Freire Claims Stage 9; Honchar Holds on to Yellow

DAX, France — Oscar Freire (Rabobank) of Spain launched a late sprint and held off Robbie McEwen (Davitamon-Lotto) of Australia to claim his second stage win Tuesday in the 105.3-mile (169.5-kilometer) ninth stage of the Tour de France.

Robbie McEwen pats Oscar Freire on the shoulder after Freire's Stage 9 win.


Freire, three-time world road champion, claimed his third career Tour stage in the shortest road stage of the race to date in three hours, 35 minutes, and 24 seconds.

McEwen, winner of three stages, was second in a photo finish with Erik Zabel (Milram) of Germany in third. The first 84 finishers were all credited with the same finishing time.

"I didn't know I'd won," said Freire, who also claimed the fifth stage to Caen. "I wasn't even sure the break had been caught."

As expected with the race's first mountain stage looming Wednesday, the flat day's journey from Dax often paralleling the Atlantic Ocean developed into a sprinters' battle. And with the sprint finish, there was little change in the overall standings.

Serhiy Honchar (T-Mobile), the first Ukrainian cyclist ever to lead the Tour de France, maintained his 1:00 margin over Floyd Landis (Phonak) of Murrieta, California. T-Mobile teammate Michael Rogers of Australia is third, trailing by 1:08.

David Zabriskie (CSC), of Salt Lake City, is eighth overall as the next highest of six Americans. George Hincapie (Discovery Channel) is in 17th position as the only other U.S. rider in the top 20.

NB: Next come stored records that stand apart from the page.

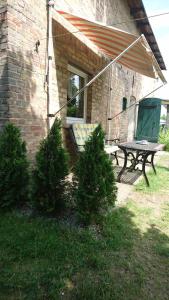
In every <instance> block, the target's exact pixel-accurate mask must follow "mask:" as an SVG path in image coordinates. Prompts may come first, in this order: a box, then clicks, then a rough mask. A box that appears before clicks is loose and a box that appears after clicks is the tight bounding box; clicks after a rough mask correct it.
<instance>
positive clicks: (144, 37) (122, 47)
mask: <svg viewBox="0 0 169 300" xmlns="http://www.w3.org/2000/svg"><path fill="white" fill-rule="evenodd" d="M56 13H57V14H59V15H60V16H61V18H58V20H59V22H60V23H61V24H62V23H63V24H64V27H65V26H68V27H67V29H68V30H69V31H70V32H71V33H72V34H75V35H76V36H77V34H78V35H79V33H80V34H81V35H83V36H84V37H85V38H86V39H87V40H88V41H90V42H91V43H92V44H94V45H95V46H96V47H97V48H98V49H99V50H100V51H101V52H102V53H104V54H105V55H106V56H108V57H110V58H111V59H112V60H114V59H115V58H116V57H117V56H118V55H119V53H121V52H123V51H124V50H125V49H127V48H128V47H129V46H130V45H131V44H132V43H133V42H134V41H135V40H137V39H138V36H136V35H133V34H130V33H128V32H126V31H122V30H120V29H117V28H115V27H111V26H106V25H104V24H102V23H99V22H93V21H90V20H87V19H84V18H82V17H79V16H75V15H73V14H70V13H68V12H65V11H57V12H56ZM58 20H57V21H58ZM65 22H66V23H67V25H66V23H65ZM70 24H71V26H72V27H71V29H70V26H69V25H70ZM119 63H120V64H122V65H124V66H125V67H127V68H129V69H131V70H133V71H135V72H138V73H140V74H142V75H145V76H148V77H151V78H157V77H159V78H160V79H161V80H162V81H163V82H164V83H166V80H165V78H164V76H163V74H162V71H161V69H160V66H159V64H158V62H157V60H156V58H155V57H154V55H153V52H152V50H151V49H150V46H149V44H148V42H147V40H146V38H145V37H144V35H142V36H141V38H140V39H139V40H138V42H137V44H136V45H135V46H134V47H132V48H131V49H130V51H127V52H126V53H125V54H124V55H123V56H122V57H121V58H120V59H119Z"/></svg>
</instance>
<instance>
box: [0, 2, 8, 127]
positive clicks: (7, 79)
mask: <svg viewBox="0 0 169 300" xmlns="http://www.w3.org/2000/svg"><path fill="white" fill-rule="evenodd" d="M7 40H8V32H7V1H5V0H2V1H1V2H0V130H1V128H2V127H3V126H4V124H5V122H6V119H8V117H9V106H8V98H9V89H8V68H7Z"/></svg>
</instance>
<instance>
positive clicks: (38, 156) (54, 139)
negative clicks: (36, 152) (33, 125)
mask: <svg viewBox="0 0 169 300" xmlns="http://www.w3.org/2000/svg"><path fill="white" fill-rule="evenodd" d="M67 175H68V155H67V153H66V151H65V149H64V148H63V146H62V136H61V123H60V121H59V120H58V119H56V120H55V122H54V124H53V126H52V128H51V130H50V132H49V134H48V136H47V138H46V139H44V140H43V141H42V142H41V144H40V148H39V151H38V152H37V155H36V162H35V169H34V171H33V179H32V197H33V201H34V204H35V206H36V208H37V209H38V210H40V211H42V212H44V213H56V212H59V211H60V210H61V209H62V208H63V207H64V196H65V187H66V176H67Z"/></svg>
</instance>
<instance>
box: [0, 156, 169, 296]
mask: <svg viewBox="0 0 169 300" xmlns="http://www.w3.org/2000/svg"><path fill="white" fill-rule="evenodd" d="M168 161H169V158H168ZM157 171H158V178H160V180H157V178H154V175H151V174H150V175H149V178H150V177H151V179H150V182H151V183H152V182H154V183H153V184H152V185H151V188H150V189H149V190H148V189H147V188H146V187H145V186H144V185H143V183H142V182H140V183H139V184H138V186H137V187H136V190H135V191H134V192H133V194H132V195H131V197H130V199H129V200H128V202H127V204H126V205H125V206H123V207H119V208H117V209H116V210H114V211H113V212H112V213H110V214H109V215H108V217H107V219H106V223H105V225H104V226H103V228H100V229H98V228H94V227H91V228H89V229H84V228H75V227H73V226H69V225H67V224H65V223H63V222H62V223H61V222H60V223H59V222H57V221H56V220H54V219H53V220H52V219H43V218H32V217H26V216H23V215H20V214H19V213H10V214H2V213H1V215H0V299H4V300H8V299H9V300H12V299H13V300H19V299H30V300H34V299H35V300H38V299H39V300H42V299H44V300H48V299H49V300H52V299H56V300H57V299H73V300H74V299H79V300H120V299H124V300H149V299H153V300H154V299H156V300H165V299H166V300H168V299H169V196H168V195H169V170H168V169H166V167H164V166H163V165H162V164H160V166H159V167H158V169H157ZM157 185H158V186H157Z"/></svg>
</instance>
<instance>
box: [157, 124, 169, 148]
mask: <svg viewBox="0 0 169 300" xmlns="http://www.w3.org/2000/svg"><path fill="white" fill-rule="evenodd" d="M159 143H160V144H164V145H165V147H164V149H165V150H166V151H169V129H166V128H164V129H163V128H162V129H161V130H160V133H159Z"/></svg>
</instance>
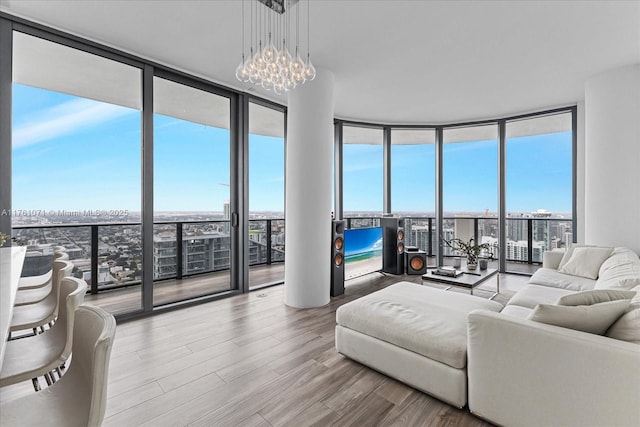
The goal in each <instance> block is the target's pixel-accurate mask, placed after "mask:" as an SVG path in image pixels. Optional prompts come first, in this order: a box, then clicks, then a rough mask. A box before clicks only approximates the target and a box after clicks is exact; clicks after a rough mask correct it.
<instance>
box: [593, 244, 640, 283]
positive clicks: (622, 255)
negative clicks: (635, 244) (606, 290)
mask: <svg viewBox="0 0 640 427" xmlns="http://www.w3.org/2000/svg"><path fill="white" fill-rule="evenodd" d="M639 284H640V259H639V258H638V255H636V254H635V253H634V252H633V251H631V250H630V249H627V248H623V247H618V248H615V249H614V251H613V253H612V254H611V256H610V257H609V258H607V260H606V261H605V262H603V263H602V265H601V266H600V271H599V273H598V281H597V282H596V285H595V289H631V288H633V287H634V286H637V285H639Z"/></svg>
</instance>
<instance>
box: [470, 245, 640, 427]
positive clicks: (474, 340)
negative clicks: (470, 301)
mask: <svg viewBox="0 0 640 427" xmlns="http://www.w3.org/2000/svg"><path fill="white" fill-rule="evenodd" d="M563 258H565V260H566V258H567V256H566V255H565V254H564V252H546V253H545V255H544V260H543V267H542V268H540V269H539V270H538V271H537V272H536V273H535V274H534V275H533V276H532V277H531V279H530V280H529V284H528V285H527V286H526V287H525V288H523V289H522V290H520V291H519V292H517V293H516V294H515V295H514V296H513V298H511V300H510V301H509V303H508V304H507V306H506V307H505V308H504V309H503V310H502V311H501V312H500V313H492V312H487V311H475V312H473V313H471V314H470V315H469V318H468V328H469V329H468V358H469V360H468V367H467V369H468V380H469V383H468V385H469V409H470V410H471V411H472V412H473V413H474V414H476V415H478V416H480V417H482V418H485V419H488V420H489V421H491V422H494V423H497V424H499V425H506V426H517V425H522V426H542V425H544V426H553V425H562V426H570V425H576V426H578V425H580V426H639V425H640V341H638V340H640V338H638V334H640V326H638V325H639V323H638V321H636V323H635V326H636V327H637V328H639V329H638V330H637V331H636V335H635V338H636V342H631V341H624V340H620V339H614V338H611V337H608V336H606V335H607V334H609V330H608V331H607V332H605V334H604V335H597V334H594V333H588V332H584V331H580V330H574V329H570V328H566V327H560V326H556V325H551V324H545V323H540V322H537V321H533V320H529V317H530V316H531V313H532V312H533V311H534V309H535V307H536V306H537V305H538V304H550V305H552V304H555V303H556V302H557V301H558V300H559V299H560V298H561V297H563V296H565V295H572V294H573V295H577V294H578V293H580V292H582V291H590V290H635V291H640V259H638V255H636V254H635V253H633V252H632V251H630V250H629V249H626V248H615V249H614V250H613V252H612V254H611V255H610V256H609V257H608V258H607V259H606V260H605V261H604V262H603V263H602V265H601V266H600V268H599V269H598V275H597V279H592V278H585V277H579V276H574V275H571V274H566V273H562V272H560V271H558V268H559V266H560V263H561V261H562V260H563ZM583 295H584V294H583ZM639 297H640V295H639V296H636V297H634V299H632V305H631V306H630V307H629V308H628V309H627V310H626V311H627V312H629V313H628V314H627V316H630V315H633V313H635V319H636V320H638V319H640V312H638V310H640V298H639ZM635 304H639V305H638V306H637V308H635V307H636V306H635ZM631 310H635V311H633V313H631ZM627 332H629V331H627ZM631 332H632V331H631ZM628 338H634V337H633V336H632V337H628Z"/></svg>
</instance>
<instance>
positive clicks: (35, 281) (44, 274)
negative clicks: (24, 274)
mask: <svg viewBox="0 0 640 427" xmlns="http://www.w3.org/2000/svg"><path fill="white" fill-rule="evenodd" d="M52 274H53V263H52V266H51V269H50V270H49V271H47V272H46V273H44V274H41V275H39V276H29V277H21V278H20V280H19V281H18V290H19V291H22V290H29V289H38V288H42V287H43V286H47V285H48V284H50V283H51V276H52Z"/></svg>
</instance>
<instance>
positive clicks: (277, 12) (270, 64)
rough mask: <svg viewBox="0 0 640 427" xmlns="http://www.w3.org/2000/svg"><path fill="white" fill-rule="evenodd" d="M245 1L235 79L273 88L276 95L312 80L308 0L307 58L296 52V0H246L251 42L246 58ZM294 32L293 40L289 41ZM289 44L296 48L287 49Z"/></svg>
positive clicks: (296, 2)
mask: <svg viewBox="0 0 640 427" xmlns="http://www.w3.org/2000/svg"><path fill="white" fill-rule="evenodd" d="M245 3H246V2H245V0H242V61H241V62H240V64H239V65H238V67H237V68H236V77H237V79H238V80H240V81H241V82H249V83H253V84H255V85H260V86H262V87H263V88H264V89H266V90H273V91H274V92H275V93H276V94H278V95H279V94H282V93H284V92H288V91H290V90H292V89H294V88H295V87H296V86H299V85H302V84H304V83H305V82H306V81H311V80H313V79H314V78H315V77H316V69H315V67H314V66H313V64H312V63H311V55H310V54H309V0H307V58H306V61H305V60H303V59H302V57H301V56H300V52H299V43H300V8H301V4H300V3H301V2H299V1H298V0H253V1H252V0H249V2H248V3H249V8H250V13H249V16H250V21H251V24H250V26H249V27H250V31H249V34H248V35H249V40H250V42H249V56H248V57H247V58H246V60H245V49H246V46H245ZM285 6H286V7H285ZM293 11H295V16H292V15H293V13H292V12H293ZM294 36H295V44H294V43H292V42H293V41H294ZM289 46H291V47H292V48H293V47H295V50H292V51H291V52H290V51H289Z"/></svg>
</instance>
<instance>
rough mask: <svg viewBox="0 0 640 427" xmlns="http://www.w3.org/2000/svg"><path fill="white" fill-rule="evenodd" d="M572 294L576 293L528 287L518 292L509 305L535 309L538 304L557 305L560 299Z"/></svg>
mask: <svg viewBox="0 0 640 427" xmlns="http://www.w3.org/2000/svg"><path fill="white" fill-rule="evenodd" d="M570 294H575V292H574V291H568V290H566V289H562V288H551V287H549V286H540V285H527V286H525V287H524V288H522V289H520V290H519V291H518V292H516V294H515V295H514V296H513V298H511V299H510V300H509V302H508V303H507V305H518V306H520V307H526V308H530V309H534V308H536V305H538V304H555V303H556V302H558V299H560V297H563V296H565V295H570Z"/></svg>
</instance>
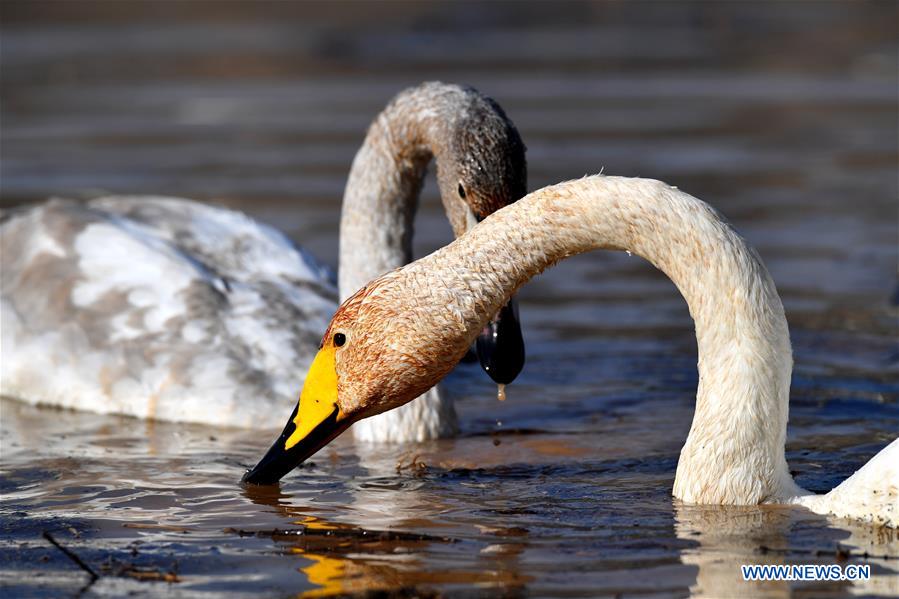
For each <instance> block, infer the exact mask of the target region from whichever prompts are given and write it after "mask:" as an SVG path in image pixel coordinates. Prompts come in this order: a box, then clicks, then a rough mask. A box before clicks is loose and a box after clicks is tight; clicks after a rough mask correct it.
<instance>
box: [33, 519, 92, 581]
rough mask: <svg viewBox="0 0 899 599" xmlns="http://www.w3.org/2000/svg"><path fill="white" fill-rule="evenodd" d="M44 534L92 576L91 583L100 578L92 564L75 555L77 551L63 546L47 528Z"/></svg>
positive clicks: (75, 562) (75, 564)
mask: <svg viewBox="0 0 899 599" xmlns="http://www.w3.org/2000/svg"><path fill="white" fill-rule="evenodd" d="M43 536H44V538H45V539H47V540H48V541H49V542H50V544H51V545H53V546H54V547H56V548H57V549H59V550H60V551H62V552H63V553H64V554H65V556H66V557H67V558H69V559H70V560H72V561H73V562H75V565H76V566H78V567H79V568H81V569H82V570H84V571H85V572H87V573H88V575H89V576H90V577H91V583H93V582H94V581H95V580H97V579H98V578H100V575H99V574H97V573H96V572H94V570H93V569H92V568H91V567H90V566H88V565H87V564H86V563H84V560H82V559H81V558H80V557H78V556H77V555H75V553H74V552H73V551H72V550H71V549H66V548H65V547H63V546H62V545H61V544H60V543H59V541H57V540H56V539H54V538H53V535H51V534H50V533H49V532H47V531H46V530H45V531H44V534H43Z"/></svg>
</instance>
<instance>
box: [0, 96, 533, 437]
mask: <svg viewBox="0 0 899 599" xmlns="http://www.w3.org/2000/svg"><path fill="white" fill-rule="evenodd" d="M432 158H435V159H436V162H437V169H438V182H439V184H440V189H441V197H442V200H443V203H444V206H445V207H446V210H447V214H448V216H449V218H450V221H451V223H452V225H453V228H454V230H455V231H456V232H457V233H459V234H461V233H462V232H464V231H465V230H466V229H467V227H468V226H470V225H472V224H473V223H474V222H476V221H477V219H478V218H482V217H484V216H486V215H487V214H489V213H490V212H492V211H494V210H496V209H498V208H500V207H502V206H505V205H506V204H509V203H511V202H514V201H515V200H517V199H518V198H519V197H521V196H522V195H524V193H525V180H526V166H525V158H524V145H523V144H522V142H521V138H520V137H519V135H518V132H517V130H516V129H515V127H514V125H513V124H512V123H511V122H510V121H509V120H508V119H507V118H506V116H505V114H504V113H503V111H502V109H501V108H500V107H499V106H498V105H497V104H496V103H495V102H493V101H492V100H490V99H489V98H486V97H485V96H483V95H481V94H480V93H479V92H477V91H476V90H474V89H472V88H468V87H461V86H458V85H448V84H443V83H437V82H432V83H424V84H422V85H419V86H417V87H414V88H410V89H408V90H405V91H404V92H402V93H400V94H399V95H398V96H397V97H396V98H394V100H393V101H392V102H391V103H390V104H389V105H388V106H387V107H386V108H385V109H384V111H383V112H382V113H381V114H380V115H379V116H378V117H377V118H376V119H375V121H374V122H373V124H372V126H371V128H370V129H369V131H368V134H367V136H366V138H365V141H364V143H363V144H362V146H361V148H360V149H359V152H358V154H357V156H356V158H355V160H354V161H353V166H352V169H351V172H350V176H349V179H348V181H347V186H346V190H345V194H344V208H343V214H342V219H341V243H340V248H341V249H340V277H341V280H340V283H341V288H342V289H344V290H349V291H348V292H352V291H354V290H356V289H357V288H358V287H360V286H361V285H363V284H364V283H365V282H367V281H368V280H369V279H371V278H374V277H376V276H378V275H380V274H383V273H384V272H386V271H388V270H390V269H393V268H396V267H398V266H402V265H403V264H405V263H407V262H408V261H409V260H411V240H412V221H413V218H414V215H415V209H416V207H417V202H418V194H419V191H420V189H421V185H422V182H423V178H424V175H425V171H426V168H427V165H428V164H429V162H430V161H431V159H432ZM460 190H462V193H463V194H464V196H463V195H460ZM0 238H2V257H0V260H2V262H0V273H2V296H0V311H2V345H0V352H2V355H0V364H2V370H0V393H2V394H3V395H7V396H11V397H15V398H18V399H22V400H24V401H28V402H30V403H39V404H49V405H56V406H63V407H69V408H77V409H82V410H92V411H96V412H101V413H117V414H127V415H131V416H137V417H141V418H157V419H163V420H172V421H180V422H202V423H206V424H211V425H228V426H240V427H254V428H269V427H276V426H278V424H279V421H280V419H281V418H282V412H283V410H285V409H287V407H288V406H290V405H291V404H292V403H293V402H295V401H296V397H297V394H298V392H299V390H300V388H301V387H302V384H303V378H304V374H305V372H306V371H307V369H308V367H309V365H310V363H311V361H312V358H313V356H314V354H315V351H316V350H317V348H318V345H319V342H320V340H321V334H322V332H323V331H324V330H325V328H326V327H327V324H328V319H329V317H330V316H331V315H332V314H333V312H334V310H335V309H336V308H337V300H338V291H337V287H336V285H335V284H334V280H333V276H332V275H331V274H330V273H329V272H328V270H327V269H326V268H324V267H323V266H321V265H320V264H319V263H317V262H316V261H315V259H314V258H313V257H312V256H311V255H309V254H308V253H306V252H304V251H303V250H302V249H300V248H299V247H297V246H295V245H294V244H293V243H291V242H290V241H289V240H288V239H287V238H286V237H285V236H284V235H282V234H281V233H279V232H278V231H276V230H275V229H273V228H271V227H268V226H265V225H261V224H259V223H256V222H254V221H252V220H251V219H249V218H247V217H246V216H244V215H243V214H240V213H237V212H234V211H231V210H226V209H223V208H218V207H212V206H208V205H204V204H201V203H197V202H191V201H189V200H182V199H173V198H154V197H122V196H111V197H107V198H100V199H97V200H94V201H91V202H88V203H86V204H82V203H78V202H74V201H67V200H54V201H51V202H48V203H46V204H43V205H40V206H36V207H30V208H20V209H15V210H12V211H8V213H6V214H4V215H3V221H2V224H0ZM345 294H346V293H345ZM455 430H456V417H455V411H454V409H453V405H452V402H451V401H449V400H448V399H447V398H446V397H445V396H443V395H442V394H440V393H439V392H438V391H437V390H434V391H431V392H430V393H429V394H428V396H427V397H425V398H423V400H422V401H421V402H417V403H415V404H413V405H412V406H410V407H409V408H407V410H406V411H405V412H404V413H403V414H398V415H393V416H390V417H388V418H387V419H385V420H384V421H383V422H381V423H380V424H377V423H376V424H374V425H370V426H369V428H368V430H367V431H366V434H365V435H363V437H364V438H365V439H367V440H375V441H407V440H422V439H426V438H435V437H438V436H446V435H449V434H452V433H454V432H455Z"/></svg>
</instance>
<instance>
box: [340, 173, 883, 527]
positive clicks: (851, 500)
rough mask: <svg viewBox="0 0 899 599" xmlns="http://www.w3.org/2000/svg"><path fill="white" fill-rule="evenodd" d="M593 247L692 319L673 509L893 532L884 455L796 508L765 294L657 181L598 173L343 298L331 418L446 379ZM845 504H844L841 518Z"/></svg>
mask: <svg viewBox="0 0 899 599" xmlns="http://www.w3.org/2000/svg"><path fill="white" fill-rule="evenodd" d="M596 249H611V250H626V251H629V252H632V253H634V254H637V255H640V256H642V257H644V258H646V259H647V260H648V261H650V262H651V263H652V264H653V265H655V266H656V267H657V268H658V269H660V270H661V271H663V272H664V273H665V274H666V275H667V276H668V277H669V278H670V279H671V280H672V281H673V282H674V283H675V285H676V286H677V288H678V289H679V290H680V292H681V294H683V296H684V298H685V299H686V301H687V304H688V306H689V309H690V314H691V316H692V317H693V320H694V321H695V325H696V338H697V345H698V353H699V363H698V370H699V388H698V390H697V396H696V411H695V415H694V418H693V424H692V426H691V429H690V433H689V436H688V438H687V440H686V443H685V445H684V447H683V450H682V451H681V455H680V460H679V462H678V467H677V476H676V479H675V483H674V496H675V497H677V498H679V499H681V500H683V501H685V502H688V503H700V504H759V503H784V502H794V501H796V502H798V503H802V504H803V505H807V506H808V507H810V508H812V509H816V510H818V511H823V512H833V513H846V514H851V515H853V516H854V517H861V518H863V519H867V520H870V521H875V522H880V523H884V524H889V525H892V526H896V525H897V524H899V522H897V514H896V503H897V501H899V499H897V489H899V475H897V468H896V464H897V462H899V459H897V458H899V443H897V442H894V443H893V444H891V445H890V446H889V447H887V448H886V449H884V450H883V451H882V452H881V454H879V455H878V456H877V457H875V458H874V459H873V460H872V461H871V463H870V464H868V466H866V467H865V468H863V469H862V470H860V471H859V473H857V474H856V476H854V477H853V478H851V479H850V480H849V481H847V482H846V483H844V485H846V486H845V488H844V487H843V485H841V486H840V487H838V488H837V489H836V490H835V491H834V492H832V493H831V494H829V495H827V496H825V497H823V498H805V497H802V498H801V499H797V498H799V497H801V496H804V495H807V493H806V492H805V491H803V490H802V489H800V488H799V487H798V486H797V485H796V484H795V482H794V481H793V479H792V477H791V476H790V473H789V470H788V468H787V463H786V460H785V457H784V442H785V439H786V426H787V418H788V409H789V388H790V375H791V370H792V354H791V349H790V339H789V331H788V328H787V322H786V318H785V316H784V310H783V306H782V304H781V301H780V298H779V296H778V294H777V290H776V289H775V287H774V283H773V281H772V279H771V277H770V275H769V274H768V271H767V269H766V268H765V266H764V264H763V263H762V261H761V259H760V258H759V256H758V254H757V253H756V252H755V251H754V250H753V249H751V248H750V247H749V246H748V245H747V244H746V242H745V241H744V240H743V238H742V237H740V236H739V235H738V234H737V233H736V232H735V231H734V230H733V228H732V227H731V226H730V225H729V224H727V222H726V221H725V220H724V218H723V217H722V216H721V215H720V214H718V213H717V212H716V211H715V210H713V209H712V208H711V207H709V206H708V205H707V204H705V203H704V202H702V201H700V200H698V199H696V198H694V197H692V196H690V195H688V194H686V193H683V192H681V191H679V190H677V189H676V188H673V187H670V186H668V185H665V184H664V183H661V182H659V181H651V180H644V179H628V178H622V177H603V176H595V177H587V178H584V179H581V180H578V181H569V182H567V183H562V184H559V185H554V186H551V187H546V188H544V189H542V190H539V191H537V192H534V193H531V194H530V195H528V196H526V197H525V198H523V199H522V200H520V201H519V202H517V203H516V204H514V205H513V206H509V207H507V208H504V209H502V210H500V211H498V212H496V213H495V214H493V215H491V216H490V217H488V218H487V219H486V220H484V222H482V223H480V224H479V225H478V226H476V227H475V228H474V229H472V230H471V231H469V232H468V233H467V234H466V235H465V236H464V237H463V238H460V239H457V240H456V241H455V242H453V243H451V244H450V245H448V246H446V247H444V248H442V249H440V250H437V251H436V252H434V253H433V254H431V255H430V256H427V257H425V258H422V259H420V260H418V261H416V262H414V263H412V264H410V265H408V266H406V267H404V268H402V269H400V270H396V271H393V272H391V273H388V274H386V275H384V276H383V277H380V278H379V279H377V280H375V281H373V282H372V283H371V284H370V285H368V287H367V288H365V289H363V290H361V291H360V292H359V293H357V294H356V295H355V296H353V297H351V298H350V299H348V300H347V301H346V302H345V303H344V305H343V306H342V307H341V309H340V310H339V311H338V313H337V314H336V315H335V317H334V319H333V321H332V323H331V327H330V329H329V334H330V332H333V331H343V332H345V333H346V335H347V337H348V338H349V339H350V340H351V341H350V342H348V343H347V346H346V347H344V348H342V349H341V352H342V353H341V352H338V356H337V369H338V373H339V374H340V375H341V376H340V377H339V389H340V393H339V395H338V396H339V397H341V398H342V399H341V401H342V403H341V410H342V411H343V412H344V413H347V414H355V415H357V417H358V415H360V414H368V413H375V412H380V411H383V410H387V409H391V408H393V407H395V406H397V405H400V404H402V403H404V402H405V401H408V400H409V398H411V397H413V396H414V395H416V394H418V393H421V392H422V390H424V389H427V388H428V387H430V386H431V385H432V384H433V383H434V382H435V381H437V380H439V379H440V378H442V377H443V376H445V375H446V374H447V373H448V372H449V371H450V369H451V368H452V367H453V365H454V364H455V363H456V361H457V360H458V359H459V357H461V355H462V354H463V353H464V352H465V349H466V348H467V347H468V346H469V344H470V343H471V341H472V340H473V339H474V338H475V336H476V335H477V334H478V331H479V330H480V329H481V327H482V326H483V325H484V323H485V322H486V320H487V319H488V318H489V316H490V315H491V314H493V313H494V312H495V311H496V310H497V309H498V307H499V306H501V305H502V304H503V303H504V302H505V301H506V300H507V299H508V297H509V296H510V295H511V294H513V293H514V292H515V291H516V290H517V289H518V288H519V287H520V286H521V285H523V284H524V283H525V282H526V281H528V280H529V279H530V278H531V277H533V276H535V275H537V274H539V273H540V272H542V271H543V270H544V269H546V268H548V267H549V266H552V265H553V264H555V263H556V262H558V261H559V260H562V259H564V258H566V257H568V256H571V255H573V254H578V253H583V252H587V251H590V250H596ZM353 339H355V340H356V343H352V340H353ZM869 469H870V470H869ZM850 495H851V496H852V497H853V499H852V500H851V503H852V504H853V505H854V506H857V507H853V508H852V509H844V508H846V506H847V505H848V504H849V503H850V501H849V500H848V499H847V497H848V496H850Z"/></svg>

Levi Leipheimer (Gerolsteiner) of Santa Rosa, California, crashed on a railroad crossing with less than three kilometers left, and was given the same time as the riders who finished 26 seconds behind.

When a few brief breaks proved unsuccessful, a trio of lower-ranked riders—Christian Knees (Milram) of Germany, Walter Beneteau (Bouygues-Telecom) of France, and Stephane Auge (Cofidis) of France—went to the front after about ten miles.

As in every stage to date, the peloton was content to let the break build its lead, this time to nearly eight minutes. The group then brought the trio back and the main field was together with less than two miles remaining.

Freire and McEwen both lunged at the finish and then briefly bumped. McEwen put his hand on Freire's back in a sportsmanlike gesture. But neither rider knew at the line who had won.

Stage ten, a 118.3-mile (190.5-kilometer) journey from Cambo-les-Bains to Pau, includes the first beyond-category climb of the race, a 8.5-mile ascent to Col de Soudet that's just slightly more than halfway through the stage.